BoB pins economic growth hopes on Serame’s big spending spree

  • Hails the P102 Billion budget as stimulation to economic growth
  • Says effective implementation will however be very key
  • Bank vows to swiftly deal with any threats to price and financial stability

Bank of Botswana, the government’s principal economic advisor and custodian of the country’s monetary policy has applauded Ministry of Finance big spending proposition, hinging Botswana’s economic growth prospects on the record P102 billion proposed budget presented early this month.

On 5th of February 2024, Minister of Finance Peggy Serame put before parliament a plus P100 billion proposed budget for the 2024/25 financial year, the biggest proposed spend in the history of republic.

In what Minister Serame calls a “stimulus budget”, this substantially increased spend is poised to deliver game changing programmes and projects as well as high –value strategic investment and will be a stepping stone towards Botswana ‘s high income status.

Total expenditure and net lending for the financial year 2024/2025 is projected at one hundred and two billion, two hundred and eighty million Pula (P102.28 billion). This compares with the revised 2023/2024 financial year amount of eighty-eighty billion, seven hundred and ninety million Pula (P88.79 billion).

This includes seventy-two billion, six hundred and ten million Pula (P72.61 billion) proposed for the recurrent expenditure and twenty-nine billion, seven and seventy-seven million Pula (P29.77 billion) for the development budget.

At the launch of the 2024 Monetary Policy Statement on Wednesday, Bank of Botswana Governor Cornelius Dekop said Botswana’s growth prospects will largely depend on effective and efficient implementation of government big expenditure programs articulated in the 2024/25 budget presented by Minister of Finance Peggy Serame on February 5th.

The domestic economy is forecast to grow by 4.2 percent in 2024, compared to an estimated expansion of 3.2 percent in 2023, as growth in the non-mining sector improves underpinned by, among others, improvements in electricity and water supply, as well as Finance, Insurance and Pension Funds sectors.

Governor Dekop highlighted that the effective implementation of the economic transformation reforms and stimulative government expenditure indicated in the 2024/25 Budget, alongside the Transitional National Development Plan would be supportive of economic activity through facilitating expansion of productive capacity, accelerating economic transformation and enhancing economic resilience.

The BoB Chief noted that Botswana’s monetary policy also remains largely accommodative. However, Dekop underscored that with the downside risks to global economic activity, weaker global demand and adverse impact of the Russia Ukraine war, the growth trajectory remains uncertain.
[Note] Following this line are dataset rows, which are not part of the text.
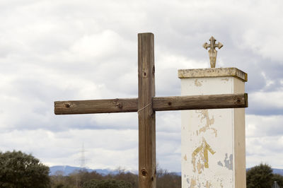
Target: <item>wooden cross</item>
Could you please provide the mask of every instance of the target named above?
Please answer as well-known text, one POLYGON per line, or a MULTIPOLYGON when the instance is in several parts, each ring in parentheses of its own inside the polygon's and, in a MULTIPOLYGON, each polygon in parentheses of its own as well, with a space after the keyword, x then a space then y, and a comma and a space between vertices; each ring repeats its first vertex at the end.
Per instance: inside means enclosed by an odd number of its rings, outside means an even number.
POLYGON ((138 34, 139 98, 54 102, 56 114, 137 112, 139 187, 156 187, 155 112, 248 107, 248 95, 155 97, 154 34, 138 34))
POLYGON ((210 67, 215 68, 217 56, 217 51, 215 49, 215 48, 218 47, 218 49, 220 49, 223 47, 223 45, 221 42, 218 42, 217 44, 215 43, 216 40, 214 37, 211 37, 209 41, 210 44, 207 44, 207 42, 205 42, 204 44, 203 44, 202 47, 206 49, 207 49, 208 47, 210 47, 210 49, 208 51, 210 60, 210 67))

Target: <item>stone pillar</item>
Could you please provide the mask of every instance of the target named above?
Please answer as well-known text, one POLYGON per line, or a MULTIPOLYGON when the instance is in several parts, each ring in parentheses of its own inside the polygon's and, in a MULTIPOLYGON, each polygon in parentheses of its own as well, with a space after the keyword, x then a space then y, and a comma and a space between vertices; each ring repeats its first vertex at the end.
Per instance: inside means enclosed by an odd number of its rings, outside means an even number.
MULTIPOLYGON (((182 95, 245 93, 236 68, 178 71, 182 95)), ((182 187, 246 187, 245 109, 182 111, 182 187)))

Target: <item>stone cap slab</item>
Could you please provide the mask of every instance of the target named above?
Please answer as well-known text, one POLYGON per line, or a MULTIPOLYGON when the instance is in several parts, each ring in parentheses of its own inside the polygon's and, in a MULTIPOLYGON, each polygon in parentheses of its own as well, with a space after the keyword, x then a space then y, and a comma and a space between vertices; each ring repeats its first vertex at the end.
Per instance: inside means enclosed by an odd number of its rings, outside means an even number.
POLYGON ((233 76, 248 81, 248 74, 237 68, 209 68, 178 70, 179 78, 233 76))

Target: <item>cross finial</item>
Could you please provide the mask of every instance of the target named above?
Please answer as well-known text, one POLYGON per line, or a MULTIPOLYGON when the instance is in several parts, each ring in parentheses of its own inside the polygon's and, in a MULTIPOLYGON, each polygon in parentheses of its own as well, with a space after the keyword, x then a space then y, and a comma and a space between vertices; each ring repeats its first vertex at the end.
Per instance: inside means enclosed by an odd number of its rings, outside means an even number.
POLYGON ((210 49, 208 51, 208 54, 209 55, 209 61, 210 61, 210 66, 212 68, 215 68, 215 64, 216 62, 216 56, 217 51, 215 49, 216 47, 220 49, 223 47, 223 45, 221 42, 215 43, 215 38, 214 37, 211 37, 209 39, 210 44, 207 44, 205 42, 203 44, 203 47, 207 49, 208 47, 210 47, 210 49))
“Given that both monetary policy and fiscal policy are expansionary, immediate implementation of transformation initiatives and structural reforms are expected to raise prospects for faster growth and economic diversification” he said.
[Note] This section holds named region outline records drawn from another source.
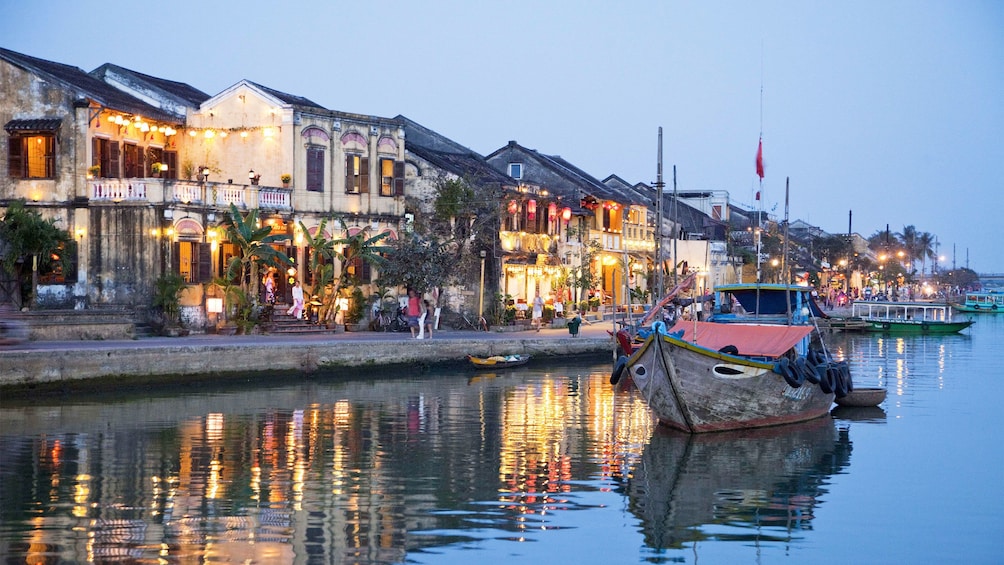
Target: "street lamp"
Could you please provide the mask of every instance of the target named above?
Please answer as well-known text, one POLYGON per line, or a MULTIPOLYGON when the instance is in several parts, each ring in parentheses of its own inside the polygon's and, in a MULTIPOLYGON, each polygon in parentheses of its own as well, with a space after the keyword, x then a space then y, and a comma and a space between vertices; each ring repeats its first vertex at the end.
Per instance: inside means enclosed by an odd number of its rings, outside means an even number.
POLYGON ((481 295, 478 298, 478 323, 485 316, 485 250, 481 250, 481 295))

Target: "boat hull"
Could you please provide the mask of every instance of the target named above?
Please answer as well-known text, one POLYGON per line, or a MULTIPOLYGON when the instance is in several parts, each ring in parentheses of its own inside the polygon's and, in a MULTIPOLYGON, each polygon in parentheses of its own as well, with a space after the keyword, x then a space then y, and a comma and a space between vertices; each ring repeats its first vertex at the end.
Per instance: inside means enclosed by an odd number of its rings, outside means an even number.
POLYGON ((495 355, 492 357, 475 357, 474 355, 468 355, 467 360, 478 369, 502 369, 525 365, 530 360, 530 355, 526 353, 516 355, 495 355))
POLYGON ((789 385, 772 362, 654 334, 626 370, 664 426, 692 434, 805 421, 825 415, 833 394, 789 385))
POLYGON ((973 320, 958 322, 926 320, 868 320, 865 331, 885 333, 943 334, 958 333, 973 325, 973 320))

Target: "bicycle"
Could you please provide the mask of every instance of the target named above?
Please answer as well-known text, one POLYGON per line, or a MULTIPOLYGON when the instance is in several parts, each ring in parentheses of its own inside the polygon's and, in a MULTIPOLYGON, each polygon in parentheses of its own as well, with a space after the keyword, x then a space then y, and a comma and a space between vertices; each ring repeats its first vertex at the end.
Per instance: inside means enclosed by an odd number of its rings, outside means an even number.
POLYGON ((461 312, 460 316, 453 323, 453 329, 488 331, 488 320, 484 316, 481 316, 475 324, 475 322, 471 321, 471 318, 467 317, 467 314, 461 312))

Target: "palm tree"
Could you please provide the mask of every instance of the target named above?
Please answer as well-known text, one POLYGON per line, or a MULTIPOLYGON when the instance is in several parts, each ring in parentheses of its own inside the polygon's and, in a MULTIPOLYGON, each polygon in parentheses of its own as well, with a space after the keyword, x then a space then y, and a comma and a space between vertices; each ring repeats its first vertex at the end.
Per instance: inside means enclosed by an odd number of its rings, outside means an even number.
POLYGON ((355 271, 354 266, 362 263, 378 266, 384 264, 385 259, 380 254, 382 247, 379 243, 389 234, 384 232, 370 236, 369 228, 366 227, 349 235, 345 221, 339 218, 338 223, 345 236, 327 239, 324 237, 326 223, 326 220, 321 222, 316 236, 310 236, 302 222, 300 230, 306 237, 307 248, 311 252, 311 292, 316 294, 321 302, 318 319, 333 321, 337 313, 338 292, 343 288, 355 287, 359 283, 359 273, 355 271), (324 262, 324 259, 327 259, 327 262, 324 262), (341 264, 338 276, 334 276, 334 266, 331 264, 335 259, 341 264))
POLYGON ((270 245, 277 241, 285 241, 289 236, 272 235, 272 227, 268 225, 259 227, 257 209, 251 210, 246 216, 241 216, 233 204, 230 205, 230 214, 223 220, 223 227, 226 229, 227 239, 239 251, 239 255, 231 258, 230 264, 227 265, 226 278, 228 281, 238 279, 245 298, 253 305, 257 305, 259 266, 267 265, 281 269, 293 263, 285 253, 270 245))
POLYGON ((69 232, 56 227, 56 222, 28 210, 23 200, 12 201, 0 221, 0 266, 13 279, 13 288, 6 289, 6 293, 17 308, 22 305, 21 287, 27 278, 26 267, 31 269, 31 305, 35 304, 40 269, 57 264, 63 271, 69 268, 69 252, 74 242, 69 232))
POLYGON ((924 232, 917 238, 917 256, 921 258, 921 274, 928 268, 928 259, 935 258, 935 237, 931 232, 924 232))

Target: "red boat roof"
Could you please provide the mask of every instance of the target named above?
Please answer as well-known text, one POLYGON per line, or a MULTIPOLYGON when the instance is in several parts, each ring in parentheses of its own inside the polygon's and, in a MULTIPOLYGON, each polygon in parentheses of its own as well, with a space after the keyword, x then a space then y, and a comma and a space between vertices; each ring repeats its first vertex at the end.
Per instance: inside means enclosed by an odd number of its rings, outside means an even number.
POLYGON ((696 342, 709 349, 719 350, 726 345, 735 345, 742 355, 780 357, 811 333, 812 326, 679 321, 670 333, 680 330, 684 330, 684 341, 696 342))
According to Bank of Botswana, enhanced productivity/innovation of industry and effectiveness of support institutions and service providers would help improve growth prospects for the economy in an environment of price and financial stability.

Governor Dekop said, reflecting and aligning this to the Mindset Change Campaign, for its part, the Bank will respond in a properly calibrated and timely manner to any threats to price and financial stability, while remaining committed to promoting economic development and welfare improvements through its various functions

Inflation is forecast to remain within the Bank’s 3 – 6 percent objective range into the medium term. The projection takes into account the base effects associated with the adjustment of administered prices in 2023, downward adjustment of domestic fuel prices on December 21, 2023, maintenance of a negative rate of crawl for 2024 of 1.51 percent, the projected appreciation of the Pula against the South African rand, as well as the downward revision of forecasts for international commodity prices and trading partner countries’ inflation.

According to the December 2023 Business Expectations Survey, the business community expects inflation to remain within the Bank’s objective range in 2024, implying that inflation expectations are well anchored.

Bank of Botswana underscored that in the overall, the recent and prospective developments for both domestic and external economic activity suggest that the prevailing accommodative monetary policy stance is consistent with inflation remaining within the Bank’s 3 – 6 percent objective range in the short-to-medium term.

In the context of projected higher inflation in Botswana than in the trading partner countries and the economy operating below potential in the short term, Bank of Botswan’s assessment is that  measured depreciation of the Pula against trading partners is consistent with maintenance of domestic industry competitiveness and positive for growth prospects; hence implementation of the exchange rate policy will entail a 1.51 percent downward rate of crawl in 2024.